Cross-functional alignment
Designers, engineers, PMs, and customer success teams collaborate using the same Mixpanel segments and replay evidence—eliminating opinion-based debates and aligning around observable behavior.
A new product culture
Replay reviews are now embedded in DISCO’s release process. Sprint demos routinely include clips of real user behavior, making empathy and validation a natural part of how the team builds. “Session replay is the quickest way to validate whether users take the path you designed—or the path they actually want”, Kresling says.

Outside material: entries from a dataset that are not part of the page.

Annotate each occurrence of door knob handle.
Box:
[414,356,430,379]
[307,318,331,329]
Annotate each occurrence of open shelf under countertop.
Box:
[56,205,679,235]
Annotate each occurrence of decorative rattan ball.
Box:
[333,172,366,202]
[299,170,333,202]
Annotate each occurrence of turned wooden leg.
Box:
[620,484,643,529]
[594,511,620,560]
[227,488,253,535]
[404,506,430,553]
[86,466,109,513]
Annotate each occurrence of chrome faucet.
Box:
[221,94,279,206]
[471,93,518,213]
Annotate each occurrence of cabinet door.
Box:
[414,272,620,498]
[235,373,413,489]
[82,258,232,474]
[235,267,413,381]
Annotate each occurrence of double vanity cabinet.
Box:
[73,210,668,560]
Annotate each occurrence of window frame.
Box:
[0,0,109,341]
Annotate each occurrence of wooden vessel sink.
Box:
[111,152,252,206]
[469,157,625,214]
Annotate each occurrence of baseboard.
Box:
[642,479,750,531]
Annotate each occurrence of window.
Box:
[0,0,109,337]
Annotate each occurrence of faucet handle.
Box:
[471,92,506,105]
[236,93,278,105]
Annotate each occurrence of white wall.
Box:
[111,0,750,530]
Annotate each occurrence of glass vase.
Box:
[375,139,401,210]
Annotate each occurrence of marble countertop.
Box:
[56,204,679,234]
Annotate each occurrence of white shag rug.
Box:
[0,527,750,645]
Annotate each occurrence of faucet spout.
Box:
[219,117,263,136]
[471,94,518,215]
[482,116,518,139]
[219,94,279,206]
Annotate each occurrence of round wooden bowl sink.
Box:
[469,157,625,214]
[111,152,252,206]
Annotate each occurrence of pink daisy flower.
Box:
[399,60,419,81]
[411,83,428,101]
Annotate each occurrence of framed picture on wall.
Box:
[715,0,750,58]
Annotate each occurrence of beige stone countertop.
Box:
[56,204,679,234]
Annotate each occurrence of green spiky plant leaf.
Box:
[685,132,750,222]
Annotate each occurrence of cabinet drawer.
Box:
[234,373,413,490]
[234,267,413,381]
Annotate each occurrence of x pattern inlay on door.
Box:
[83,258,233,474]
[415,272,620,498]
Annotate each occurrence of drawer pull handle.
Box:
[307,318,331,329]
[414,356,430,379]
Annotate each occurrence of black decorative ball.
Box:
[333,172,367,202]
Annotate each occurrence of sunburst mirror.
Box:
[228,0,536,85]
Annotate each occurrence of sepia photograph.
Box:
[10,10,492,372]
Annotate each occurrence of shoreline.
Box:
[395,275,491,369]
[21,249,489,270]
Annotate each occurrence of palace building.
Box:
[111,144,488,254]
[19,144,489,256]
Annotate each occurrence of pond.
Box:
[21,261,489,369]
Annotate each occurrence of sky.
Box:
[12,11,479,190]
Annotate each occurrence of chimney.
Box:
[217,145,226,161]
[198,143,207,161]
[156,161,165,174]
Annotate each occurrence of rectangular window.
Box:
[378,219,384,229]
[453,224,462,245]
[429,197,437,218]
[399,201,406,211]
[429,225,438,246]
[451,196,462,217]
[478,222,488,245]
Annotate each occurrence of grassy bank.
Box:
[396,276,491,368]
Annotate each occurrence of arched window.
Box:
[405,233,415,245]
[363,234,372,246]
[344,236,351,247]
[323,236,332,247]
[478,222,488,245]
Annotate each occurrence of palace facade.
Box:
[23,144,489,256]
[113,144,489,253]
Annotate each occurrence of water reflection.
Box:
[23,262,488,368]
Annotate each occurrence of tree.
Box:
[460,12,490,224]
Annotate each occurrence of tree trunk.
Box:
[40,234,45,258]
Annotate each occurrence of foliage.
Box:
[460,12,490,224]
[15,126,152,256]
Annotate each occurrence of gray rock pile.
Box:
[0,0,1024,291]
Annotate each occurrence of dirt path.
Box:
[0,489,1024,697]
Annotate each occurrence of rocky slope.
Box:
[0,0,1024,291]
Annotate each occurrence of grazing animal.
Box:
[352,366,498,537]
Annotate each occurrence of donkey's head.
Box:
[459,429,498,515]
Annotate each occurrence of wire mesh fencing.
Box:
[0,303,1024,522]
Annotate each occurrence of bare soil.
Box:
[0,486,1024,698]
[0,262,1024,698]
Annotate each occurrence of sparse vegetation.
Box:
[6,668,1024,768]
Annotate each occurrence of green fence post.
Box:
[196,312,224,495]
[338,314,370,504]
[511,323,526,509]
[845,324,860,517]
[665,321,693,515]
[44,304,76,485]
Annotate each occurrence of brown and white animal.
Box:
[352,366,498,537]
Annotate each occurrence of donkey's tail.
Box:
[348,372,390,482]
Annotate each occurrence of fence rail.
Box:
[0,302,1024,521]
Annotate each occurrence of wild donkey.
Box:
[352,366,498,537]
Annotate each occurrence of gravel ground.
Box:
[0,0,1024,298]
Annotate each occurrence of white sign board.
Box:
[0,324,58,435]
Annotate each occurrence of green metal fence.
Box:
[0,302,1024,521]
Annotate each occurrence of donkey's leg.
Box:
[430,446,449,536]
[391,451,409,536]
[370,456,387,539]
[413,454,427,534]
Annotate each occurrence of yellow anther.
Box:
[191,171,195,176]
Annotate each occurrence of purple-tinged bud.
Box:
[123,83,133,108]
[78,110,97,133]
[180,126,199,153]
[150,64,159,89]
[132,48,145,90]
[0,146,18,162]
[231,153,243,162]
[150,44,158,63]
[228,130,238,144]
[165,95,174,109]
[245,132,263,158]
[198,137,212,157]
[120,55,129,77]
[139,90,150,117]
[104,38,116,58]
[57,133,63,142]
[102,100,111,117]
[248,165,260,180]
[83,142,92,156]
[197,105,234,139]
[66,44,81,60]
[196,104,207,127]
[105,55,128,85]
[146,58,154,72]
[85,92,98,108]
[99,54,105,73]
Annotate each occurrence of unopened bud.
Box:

Session Replay is the quickest way to validate whether users take the path you designed—or the path they actually want.Johannes Kresling Senior Product Manager, DISCO
What is next
DISCO is standardizing “force replays on new features” across all three product squads, embedding replay reviews into release checklists, and expanding access so every discipline uses the same Mixpanel segments to drive decisions. “Watching a replay can replace hours of back-and-forth. You see exactly what happened, why it happened, and what to fix next”, Kresling concludes.
Best Practices
- Pair charts with replays: Start from a Mixpanel Insight or Funnel, then watch sessions within that segment.
- Instrument force-record events for new features and revenue flows (checkout, upgrades, billing).
- Review onboarding regularly: First-time experiences are uniquely visible through replay—monitor them continuously.
- Keep sampling intentional: 5–15% for ambient coverage; enforce 100% only where needed and time-box it.